Je nach dem Zweck des Beobachters ist die Aussage "der Mann klatschte in die Hände" angemessen, sinnvoll und nützlich als Beschreibung eines psychologischen Aktes. Auf diese Weise kann die Beschreibung nützlich sein, ohne "objektiv" zu sein – zumindest in dem oben beschriebenen Sinne. Tatsächlich würde es "objektiv" von seinem psychologischen Nutzen befreien.

So können und können wir psychologische Vorgänge nicht so beobachten, wie wir Objekte beobachten. Um die Flugbahn der Erde zu verfolgen, untersuchen wir Aspekte ihrer Bewegungen – Richtung, Geschwindigkeit, Entfernung von der Sonne und so weiter. Psychologische Prozesse können und können wir jedoch nicht beobachten.

Stattdessen wird psychologisches Wissen durch unsere Fähigkeit zur Intersubjektivität oder zur gemeinsamen Erfahrung mit anderen ermöglicht. Wenn wir ein menschliches Gesicht betrachten, sehen wir keine bedeutungslose Konfiguration von Muskelbewegungen – wir sehen Freude, Angst oder Angst. Wir sehen nicht die bloße Bewegung des Kopfes – wir sehen, wie jemand den Kopf auf jemanden richtet. Wir sehen nicht die Flugbahn eines aufgewickelten Fingerballs, der sich zu unserem Gesicht bewegt – wir sehen etwas, das einen Schlag ausführt.

Der einzige Grund, warum wir überhaupt psychologische "Beobachtungen" machen können, ist, dass wir bereits über die Fähigkeit zur Intersubjektivität verfügen. Ohne sie wären wir alle autistisch. Jeder von uns wäre ein undurchschaubarer Gegenstand für den anderen – jeder versuchte herauszufinden, warum sich das feuchte Objekt auf der anderen Seite so bewegt, wie es ist.
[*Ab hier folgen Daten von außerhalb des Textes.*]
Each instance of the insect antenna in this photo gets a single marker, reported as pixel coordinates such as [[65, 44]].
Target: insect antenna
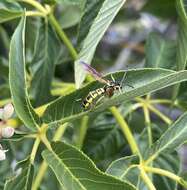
[[123, 79], [112, 77]]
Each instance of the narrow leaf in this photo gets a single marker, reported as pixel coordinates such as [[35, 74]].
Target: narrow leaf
[[174, 136], [17, 78], [105, 16], [69, 107], [9, 11], [90, 12], [123, 169], [161, 8], [75, 171], [43, 64], [24, 179], [181, 43]]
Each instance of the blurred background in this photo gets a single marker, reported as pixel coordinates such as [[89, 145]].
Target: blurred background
[[134, 40]]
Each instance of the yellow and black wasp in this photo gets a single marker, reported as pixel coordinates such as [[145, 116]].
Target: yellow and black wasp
[[108, 90]]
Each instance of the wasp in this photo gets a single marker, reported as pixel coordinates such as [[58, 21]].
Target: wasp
[[107, 90]]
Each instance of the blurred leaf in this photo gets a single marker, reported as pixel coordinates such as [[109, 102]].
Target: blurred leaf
[[9, 11], [24, 179], [173, 137], [43, 64], [160, 53], [17, 77], [161, 8], [68, 107], [70, 1], [91, 10], [99, 138], [74, 170], [106, 14], [123, 168]]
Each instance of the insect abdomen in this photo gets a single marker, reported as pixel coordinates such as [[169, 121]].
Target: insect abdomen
[[92, 96]]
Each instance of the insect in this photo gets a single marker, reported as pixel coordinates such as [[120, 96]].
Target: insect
[[107, 90]]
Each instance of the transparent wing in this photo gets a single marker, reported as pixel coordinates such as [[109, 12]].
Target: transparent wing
[[94, 73]]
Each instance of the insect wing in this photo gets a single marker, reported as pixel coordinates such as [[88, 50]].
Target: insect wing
[[94, 73]]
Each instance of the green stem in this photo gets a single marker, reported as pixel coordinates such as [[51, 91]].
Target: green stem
[[160, 114], [146, 179], [125, 128], [34, 149], [83, 130], [162, 172], [63, 36], [36, 4], [34, 13], [148, 123]]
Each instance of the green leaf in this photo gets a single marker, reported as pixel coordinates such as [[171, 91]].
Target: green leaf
[[182, 36], [18, 136], [74, 170], [160, 53], [43, 64], [99, 138], [69, 107], [70, 16], [9, 11], [161, 8], [90, 12], [24, 179], [17, 78], [181, 46], [169, 162], [104, 18], [173, 137], [123, 169], [3, 68]]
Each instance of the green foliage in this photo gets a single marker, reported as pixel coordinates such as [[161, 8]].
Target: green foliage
[[127, 141], [24, 179], [65, 161], [17, 77]]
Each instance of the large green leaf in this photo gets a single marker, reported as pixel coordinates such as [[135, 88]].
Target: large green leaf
[[182, 36], [98, 140], [90, 12], [161, 8], [75, 171], [43, 63], [17, 78], [123, 168], [24, 179], [173, 137], [107, 12], [160, 52], [71, 15], [9, 11], [143, 80]]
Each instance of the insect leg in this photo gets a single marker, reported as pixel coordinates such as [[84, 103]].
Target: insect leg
[[99, 100], [112, 77]]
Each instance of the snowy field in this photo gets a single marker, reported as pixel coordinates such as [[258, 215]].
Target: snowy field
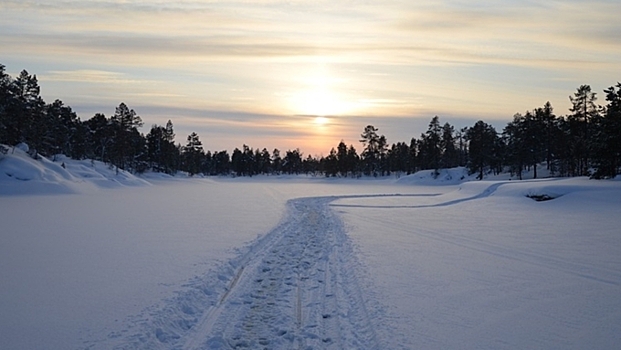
[[92, 259]]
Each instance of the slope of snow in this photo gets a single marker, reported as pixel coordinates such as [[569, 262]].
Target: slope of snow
[[485, 267], [20, 174]]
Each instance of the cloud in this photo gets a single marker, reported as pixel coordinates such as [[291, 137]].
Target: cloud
[[89, 76]]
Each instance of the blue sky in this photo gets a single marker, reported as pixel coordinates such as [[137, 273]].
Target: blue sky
[[258, 72]]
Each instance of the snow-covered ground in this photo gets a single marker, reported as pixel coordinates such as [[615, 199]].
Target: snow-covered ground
[[95, 259]]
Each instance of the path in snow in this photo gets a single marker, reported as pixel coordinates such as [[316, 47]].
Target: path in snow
[[294, 289]]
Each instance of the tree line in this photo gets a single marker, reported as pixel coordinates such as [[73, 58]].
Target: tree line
[[586, 142]]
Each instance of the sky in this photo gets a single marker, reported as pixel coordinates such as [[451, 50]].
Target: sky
[[308, 74]]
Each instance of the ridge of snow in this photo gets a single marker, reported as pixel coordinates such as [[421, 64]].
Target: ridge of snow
[[21, 174]]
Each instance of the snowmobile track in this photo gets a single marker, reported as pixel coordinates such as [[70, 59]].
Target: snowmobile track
[[295, 288]]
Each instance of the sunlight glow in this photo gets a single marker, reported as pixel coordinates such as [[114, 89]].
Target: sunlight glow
[[320, 96], [321, 121]]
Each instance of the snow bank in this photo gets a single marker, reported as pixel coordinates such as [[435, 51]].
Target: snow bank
[[21, 174]]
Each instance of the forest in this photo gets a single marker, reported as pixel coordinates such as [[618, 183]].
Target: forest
[[585, 142]]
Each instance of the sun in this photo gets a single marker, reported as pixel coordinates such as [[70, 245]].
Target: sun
[[321, 121], [320, 95]]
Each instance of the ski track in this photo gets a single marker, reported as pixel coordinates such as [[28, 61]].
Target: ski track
[[296, 288]]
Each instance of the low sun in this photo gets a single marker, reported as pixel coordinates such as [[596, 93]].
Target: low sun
[[320, 95], [321, 121]]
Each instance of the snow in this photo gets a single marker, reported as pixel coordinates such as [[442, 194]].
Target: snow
[[95, 259]]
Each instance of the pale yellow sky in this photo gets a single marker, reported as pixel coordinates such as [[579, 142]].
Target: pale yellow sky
[[257, 72]]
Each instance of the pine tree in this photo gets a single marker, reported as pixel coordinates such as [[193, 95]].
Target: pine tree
[[193, 155], [483, 144], [584, 111], [607, 138]]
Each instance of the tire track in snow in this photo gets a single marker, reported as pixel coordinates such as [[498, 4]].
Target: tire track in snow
[[295, 288]]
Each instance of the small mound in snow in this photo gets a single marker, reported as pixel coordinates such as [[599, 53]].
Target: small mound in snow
[[453, 176], [21, 174]]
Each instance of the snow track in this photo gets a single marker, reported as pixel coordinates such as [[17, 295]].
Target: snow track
[[295, 288]]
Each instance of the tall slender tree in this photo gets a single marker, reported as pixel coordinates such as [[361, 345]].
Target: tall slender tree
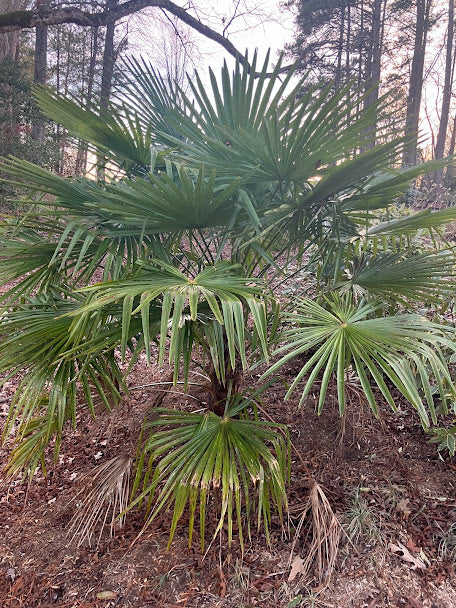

Wenn dies zutrifft, dann geht es primär nicht um "objektive Beobachtung", sondern um intersubjektives Engagement. Natürlich ist es wichtig, genau zu beschreiben, was andere sagen, tun und erleben. In der Tat definierte der berühmte Anthropologe Gregory Bateson Objektivität als "sehr genau zu betrachten, was wir betrachten." Allerdings neigen wir als psychologische Wissenschaftler dazu, die intersubjektiven Ursprünge des psychologischen Wissens im Schrank zu verstecken. Wenn jemand herausfinden würde, wie sehr wir uns darauf verlassen haben, könnten wir als unwissenschaftlich entlarvt werden.

Das Gegenteil ist jedoch eher wahr. Eine Psychologie, die ihre intersubjektiven Grundlagen nicht anerkennt und aufbaut, verhält sich nicht wissenschaftlich, sondern wissenschaftlich. Wir können es besser machen.